Non vorrà negare di essere romanista?
«Assolutamente no. Ma lo ero anche nel 2006 quando intervenivo quasi quotidianamente nelle trasmissioni dei conduttori laziali. In quell’epoca la mia fede calcistica non contava, forse perché ero l’unico ad affermare chela Lazio, al massimo, avrebbe avuto qualche punto di penalizzazione, mentre tutti i suoi colleghi parlavano di probabile retrocessione».
Non sarebbe opportuno fare un confronto tra lei e l’avvocato Mignogna su questo argomento dello scudetto di 102 anni fa?
«Questo non lo deve chiedere a me.
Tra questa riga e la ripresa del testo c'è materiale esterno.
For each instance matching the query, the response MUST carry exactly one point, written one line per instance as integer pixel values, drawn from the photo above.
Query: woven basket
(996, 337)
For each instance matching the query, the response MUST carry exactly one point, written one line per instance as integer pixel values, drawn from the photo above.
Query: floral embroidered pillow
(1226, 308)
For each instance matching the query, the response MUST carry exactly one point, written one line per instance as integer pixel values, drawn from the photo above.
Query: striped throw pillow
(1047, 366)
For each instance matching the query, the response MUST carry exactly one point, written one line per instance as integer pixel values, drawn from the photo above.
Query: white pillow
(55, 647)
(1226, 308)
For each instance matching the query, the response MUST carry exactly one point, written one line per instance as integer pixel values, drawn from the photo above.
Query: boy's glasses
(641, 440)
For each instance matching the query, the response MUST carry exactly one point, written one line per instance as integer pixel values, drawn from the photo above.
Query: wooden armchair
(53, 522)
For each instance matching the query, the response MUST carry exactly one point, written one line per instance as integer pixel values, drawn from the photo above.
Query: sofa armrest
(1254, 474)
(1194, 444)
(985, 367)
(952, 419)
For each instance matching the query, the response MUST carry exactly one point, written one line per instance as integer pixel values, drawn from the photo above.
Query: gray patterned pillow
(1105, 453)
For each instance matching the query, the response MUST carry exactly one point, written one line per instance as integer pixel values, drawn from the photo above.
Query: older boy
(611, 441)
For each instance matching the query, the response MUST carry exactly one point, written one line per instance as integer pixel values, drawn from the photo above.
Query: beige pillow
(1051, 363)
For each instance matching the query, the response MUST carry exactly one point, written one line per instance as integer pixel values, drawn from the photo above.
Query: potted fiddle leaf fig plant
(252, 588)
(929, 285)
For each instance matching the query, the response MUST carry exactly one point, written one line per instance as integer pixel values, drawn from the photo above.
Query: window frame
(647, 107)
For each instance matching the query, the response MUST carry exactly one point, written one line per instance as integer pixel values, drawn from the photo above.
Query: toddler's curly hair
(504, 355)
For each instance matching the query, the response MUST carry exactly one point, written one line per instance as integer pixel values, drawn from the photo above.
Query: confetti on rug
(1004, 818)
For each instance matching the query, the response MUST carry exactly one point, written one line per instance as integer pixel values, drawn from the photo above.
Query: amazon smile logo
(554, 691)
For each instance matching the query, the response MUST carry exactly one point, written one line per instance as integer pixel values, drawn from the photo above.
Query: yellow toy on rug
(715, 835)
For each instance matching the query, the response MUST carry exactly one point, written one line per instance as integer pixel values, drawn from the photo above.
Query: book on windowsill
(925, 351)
Credo che il Collega non mi ritenga degno di interloquire con lui su questo argomento se è vero, come è vero, che ha rifiutato il confronto con me sia sabato 25 marzo, su una radio romanista, sia giovedì 6 aprile, stavolta su radio RAI. Da parte mia, lo scriva pure, io sono disposto a confrontarmi con chiunque, su questo argomento, intervenendo, in rigido ordine alfabetico, da Guido De Angelis, Ilario Di Giovanbattista, Gianluca La Penna, Michele Plastino, Francesca Turco o da chiunque altro».